NYTimes | What is going on here? It may be that, in a
world rich in digital information, physical contact, and the personal
trust and relationship that still comes by spending time with someone,
has become even more valuable, since it is harder to come by.
“All aspects of human life are being
digitized,” said Geoffrey Moore, an author and consultant to several
Silicon Valley companies. “You wonder what that will do to the human
mind. For sure, you want to put down some strong personality roots.
Companies have to create human communities of supporters, advocates for
what the company does.”
That personal advocacy, he says, will matter
more than anything an impersonal company can do for itself. There are
similar increasing values for human networks of connections: People with
taste and experience who know you, people who value you because you
have looked at them in that close human way.
Looked at this way, the ever-higher rejection rate of elite colleges despite the increasing popularity of high-quality free online alternatives like Coursera
makes perfect sense. People don’t want to be at Stanford; they want the
personal relationships they get from being at Stanford. In a
fast-changing digital world, that durable human network may in a decade
be more valuable than anything a student learned in the classroom.

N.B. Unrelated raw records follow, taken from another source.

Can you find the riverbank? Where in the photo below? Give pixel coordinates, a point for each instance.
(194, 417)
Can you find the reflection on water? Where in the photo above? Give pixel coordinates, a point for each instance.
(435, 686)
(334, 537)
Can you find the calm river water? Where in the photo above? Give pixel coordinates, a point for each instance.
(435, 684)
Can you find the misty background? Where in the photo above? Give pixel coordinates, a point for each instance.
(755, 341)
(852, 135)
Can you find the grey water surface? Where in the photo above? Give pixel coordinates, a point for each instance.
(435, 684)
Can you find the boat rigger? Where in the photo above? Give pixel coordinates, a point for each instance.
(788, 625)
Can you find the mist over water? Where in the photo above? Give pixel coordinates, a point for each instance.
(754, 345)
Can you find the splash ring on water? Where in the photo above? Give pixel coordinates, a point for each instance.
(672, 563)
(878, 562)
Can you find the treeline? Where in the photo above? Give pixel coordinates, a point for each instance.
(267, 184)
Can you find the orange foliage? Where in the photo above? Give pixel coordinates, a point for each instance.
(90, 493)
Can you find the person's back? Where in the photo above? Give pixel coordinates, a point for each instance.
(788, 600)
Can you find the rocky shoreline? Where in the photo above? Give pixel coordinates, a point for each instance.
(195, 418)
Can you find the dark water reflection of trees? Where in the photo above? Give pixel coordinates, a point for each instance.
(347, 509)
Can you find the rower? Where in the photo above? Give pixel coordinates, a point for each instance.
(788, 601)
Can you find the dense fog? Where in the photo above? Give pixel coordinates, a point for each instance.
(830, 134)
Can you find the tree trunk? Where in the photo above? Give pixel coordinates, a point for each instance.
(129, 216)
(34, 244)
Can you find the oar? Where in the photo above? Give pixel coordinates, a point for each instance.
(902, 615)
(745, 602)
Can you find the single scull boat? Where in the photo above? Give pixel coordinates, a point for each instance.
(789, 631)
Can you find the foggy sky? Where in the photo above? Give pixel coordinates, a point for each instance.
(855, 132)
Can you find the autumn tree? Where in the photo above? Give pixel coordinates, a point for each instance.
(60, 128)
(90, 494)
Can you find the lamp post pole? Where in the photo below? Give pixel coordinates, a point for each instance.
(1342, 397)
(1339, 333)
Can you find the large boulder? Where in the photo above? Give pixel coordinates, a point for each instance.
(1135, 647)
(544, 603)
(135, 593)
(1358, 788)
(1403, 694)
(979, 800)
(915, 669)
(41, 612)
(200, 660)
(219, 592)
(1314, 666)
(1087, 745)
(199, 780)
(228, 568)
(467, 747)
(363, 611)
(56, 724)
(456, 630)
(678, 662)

It is a sharp shift from an earlier time,
when people were ceaselessly around us, talk was cheap, and a
manufactured good was a real luxury item. When things are digital and
can be consumed whenever we want, valuable analog things, perishable in
time, become more valuable.
For some technologists, this shift represents
a source of hope. The rejiggering of values means that much of the work
that currently defines people will go away, but the parts of life that
can’t be encoded will become the basis of still-unseen economic
activity.
“We’re moving towards a ‘post-automated’
world, where the valuable thing about people will be their emotional
content,” said SriSatish Ambati, co-founder and chief executive of
0xdata, a company involved in open source software for big data
analysis. “The only way to defeat the machines is if the world,
including our brains, has an impossible level of complexity that the
machines can never map.”
As the original article accompanying the
chart implied, however, the expensive goods of our new world — being
authentically seen, being heard in ways that matter — may be
increasingly unavailable to the poor. Finding ways to make all that
emotional content within humanity, at all levels, into something
valuable would be a real economic miracle.